Those familiar with the McCloud Services District secret contract “negotiations” with Nestle will find this tale of corporate-driven municipal secrecy from the Worcester Telegram eerily familiar.
The Board of Selectman for the rural town of Wekepeke [ed: sorry, search and replace error on Sterling & Wekepeke – all fixed now] Clinton, Maine engaged in talks with Nestle, but hid the extent of the talks from the public by conducting them in executive sessions.
They even destroyed a Memorandum of Understanding (signed by the selectman) in an apparent attempt to mask the extent of the negotiations.
The affair plays out like a low-budget detective movie; the whole unpleasant episode came to light only after a citizens group started asking questions.
From the Worcester Telegram:
A group of residents calling themselves the Committee for Informed Citizens is accusing the Board of Selectmen of backroom maneuvers, public deception and repeated violations of the state’s Open Meeting Law.
“At first we thought this was just a sloppy administration of communication by the town,” said Doris Bennett, a CIC member. “But we found that the selectmen refused to account” for the board’s actions.

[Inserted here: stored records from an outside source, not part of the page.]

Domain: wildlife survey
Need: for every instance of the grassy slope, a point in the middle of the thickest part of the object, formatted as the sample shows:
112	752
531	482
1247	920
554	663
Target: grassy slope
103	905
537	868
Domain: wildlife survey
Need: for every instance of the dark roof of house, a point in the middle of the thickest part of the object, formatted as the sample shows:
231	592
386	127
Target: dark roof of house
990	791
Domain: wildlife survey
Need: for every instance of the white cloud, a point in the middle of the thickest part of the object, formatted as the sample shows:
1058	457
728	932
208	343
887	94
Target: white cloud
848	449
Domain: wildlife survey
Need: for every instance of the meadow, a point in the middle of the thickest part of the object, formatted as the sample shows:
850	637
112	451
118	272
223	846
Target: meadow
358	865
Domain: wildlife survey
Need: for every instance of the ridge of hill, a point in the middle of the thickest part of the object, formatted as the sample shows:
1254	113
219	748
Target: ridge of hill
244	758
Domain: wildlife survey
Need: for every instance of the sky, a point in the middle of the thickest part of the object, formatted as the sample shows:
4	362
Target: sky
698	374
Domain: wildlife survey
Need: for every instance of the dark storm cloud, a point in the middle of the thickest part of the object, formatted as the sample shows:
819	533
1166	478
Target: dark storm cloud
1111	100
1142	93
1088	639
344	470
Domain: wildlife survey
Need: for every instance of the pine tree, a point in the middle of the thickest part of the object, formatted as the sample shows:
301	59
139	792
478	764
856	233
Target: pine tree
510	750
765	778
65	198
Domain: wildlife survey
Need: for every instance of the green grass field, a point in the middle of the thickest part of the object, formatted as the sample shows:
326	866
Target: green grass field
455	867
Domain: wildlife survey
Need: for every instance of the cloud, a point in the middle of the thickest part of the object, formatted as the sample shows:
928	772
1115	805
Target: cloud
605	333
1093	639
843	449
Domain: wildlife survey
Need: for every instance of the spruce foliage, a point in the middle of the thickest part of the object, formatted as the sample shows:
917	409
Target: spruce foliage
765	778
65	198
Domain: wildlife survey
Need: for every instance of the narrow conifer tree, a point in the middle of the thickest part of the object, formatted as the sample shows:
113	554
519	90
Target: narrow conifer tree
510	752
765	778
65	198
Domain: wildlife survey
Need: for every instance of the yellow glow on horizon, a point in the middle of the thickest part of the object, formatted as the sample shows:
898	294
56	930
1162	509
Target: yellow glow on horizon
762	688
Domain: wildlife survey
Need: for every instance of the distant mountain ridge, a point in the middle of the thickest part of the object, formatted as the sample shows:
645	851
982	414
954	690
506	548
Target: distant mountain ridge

CIC requested that the town address its concerns at its Aug. 20 selectmen’s meeting, but that did not happen. The group has asked that they be addressed in open session at the next selectmen’s meeting on Sept. 3. The most serious issue they ask is “why six executive sessions were conducted in which selectmen discussed the Nestlé project and appear to have been called and held in violation of the state’s Open Meeting Law.”
According to CIC, none of the sessions was announced or voted on in open session, and at least half of the sessions concerned information that did not qualify for discussion in executive session. In addition, Nestlé attended at least one of these sessions, they say.
The story is an involved one (and worth a read), but the bottom line is this: once again, Nestle participated in – and tacitly (if not actively) – pushed the Board of Selectman to enter into an agreement without any public review.
Track Nestle’s tactics long enough, and you’ll see patterns repeat – right down to the hiring of “consultants” suffering a clear conflict of interest.
Here, the citizen watchdog group (CIC) rolled out what looks like a smoking gun (with Nestle’s fingerprints all over it):
CIC also presented an unsigned copy of a memorandum of agreement between Sterling selectmen and Nestlé. Ms. Bennett said two selectmen provided conflicting information as to whether it was signed and Ms. Ackerman indicated the signed memo had been destroyed because Nestlé hadn’t signed it. CIC said the existence of the draft indicates that proceedings between the town and Nestlé had progressed much further than selectmen had made public.
The memorandum called for the creation of an escrow account, to be funded by Nestlé, and accessed by Sterling to reimburse itself for payments made to its outside legal counsel to evaluate whether the proposal could be performed under Sterling’s zoning bylaws, and draft whatever zoning amendments and-or agreements needed so that the proposal could be implemented; and payments made to Sterling’s hydrogeologist to review and advise Sterling, which is employed by the same company as the hydrogeologist used by Nestlé.
You’ll forgive me if “escrow account” sounds a lot like a “slush fund” – candy for a cash-strapped rural town.
The rest of the Worcester Telegram’s story reads like a laundry list of predatory corporate behavior; at one point, the consultant hired by the town (with Nestle’s money) turns out to be the same hydrogeologist who works with Nestle elsewhere in Maine.
Amusingly, this “consultant” reviewed only Nestle’s data when advising the Board of Selectman – an environment so biased towards Nestle’s interests that it’s safe to say no real independent evaluation actually took place.
However the residents of Clinton resolve this furball, one thing remains clear; Nestle’s predatory tactics in rural towns are not only documented, they continue to repeat themselves.